Unable to afford health insurance, Dee Dee Dodd had for years been mixing occasional doctor visits with clumsy efforts to self-manage her insulin-dependent diabetes, getting sicker all the while.
In one 18-month period, Ms. Dodd, 38, was rushed almost monthly to the emergency room, spent weeks in the intensive care unit and accumulated more than $191,000 in unpaid bills.
That is when nurses at the Seton Family of Hospitals tagged her as a “frequent flier,” a repeat visitor whose ailments — and expenses — might be curbed with more regular care. The hospital began offering her free primary care through its charity program.
With the number of uninsured people in the United States reaching a record 46.6 million last year, up by 7 million from 2000, Seton is one of a small number of hospital systems around the country to have done the math and acted on it. Officials decided that for many patients with chronic diseases, it would be cheaper to provide free preventive care than to absorb the high cost of repeated emergencies.
With patients like Ms. Dodd, “they can have better care and we can reduce the costs for the hospital,” said Dr. Melissa Smith, medical director of three community health centers run by Seton, a Roman Catholic hospital network that uses its profits and donations to provide nearly free care to 5,000 of the working poor. Over the last 18 months, Ms.

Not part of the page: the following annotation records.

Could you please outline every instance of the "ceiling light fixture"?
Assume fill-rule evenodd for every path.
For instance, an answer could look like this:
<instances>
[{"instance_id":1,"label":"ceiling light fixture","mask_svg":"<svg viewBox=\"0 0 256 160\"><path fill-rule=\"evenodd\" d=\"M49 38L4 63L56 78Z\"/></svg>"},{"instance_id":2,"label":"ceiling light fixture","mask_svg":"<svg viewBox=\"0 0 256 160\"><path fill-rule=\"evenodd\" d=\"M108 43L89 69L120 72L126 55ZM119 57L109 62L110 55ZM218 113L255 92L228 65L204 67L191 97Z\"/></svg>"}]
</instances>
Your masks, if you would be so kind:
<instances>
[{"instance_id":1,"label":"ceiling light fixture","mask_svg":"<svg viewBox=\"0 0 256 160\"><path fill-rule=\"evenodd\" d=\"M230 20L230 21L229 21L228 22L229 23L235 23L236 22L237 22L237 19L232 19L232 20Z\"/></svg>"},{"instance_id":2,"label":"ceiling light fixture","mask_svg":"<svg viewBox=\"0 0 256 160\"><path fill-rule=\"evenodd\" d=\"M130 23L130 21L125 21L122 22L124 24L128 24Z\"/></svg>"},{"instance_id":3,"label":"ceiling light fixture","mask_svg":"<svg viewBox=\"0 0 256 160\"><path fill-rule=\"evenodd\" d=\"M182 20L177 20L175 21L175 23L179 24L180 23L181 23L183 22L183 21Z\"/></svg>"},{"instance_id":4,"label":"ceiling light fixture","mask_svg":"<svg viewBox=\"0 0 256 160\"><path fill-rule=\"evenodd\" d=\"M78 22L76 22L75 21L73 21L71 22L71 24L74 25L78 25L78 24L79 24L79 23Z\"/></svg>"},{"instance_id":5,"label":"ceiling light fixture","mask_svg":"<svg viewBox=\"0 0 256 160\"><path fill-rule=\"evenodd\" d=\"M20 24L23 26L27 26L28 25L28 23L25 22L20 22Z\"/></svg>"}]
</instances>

Dodd’s health has improved, and her medical bills have been cut nearly in half.
It’s cool to have $191,000 in unpaid bills. It’s also cool to try to run a business where people continually welsh on hundreds of thousands of dollars they owe you because they don’t have the money to pay you. That’s why America has the finest health care system in the world. Seriously, we need universal health care with a basic affordable package available for everyone, and bells and whistles available at additional cost. It’s the only moral thing to do and it will be a lot cheaper, too.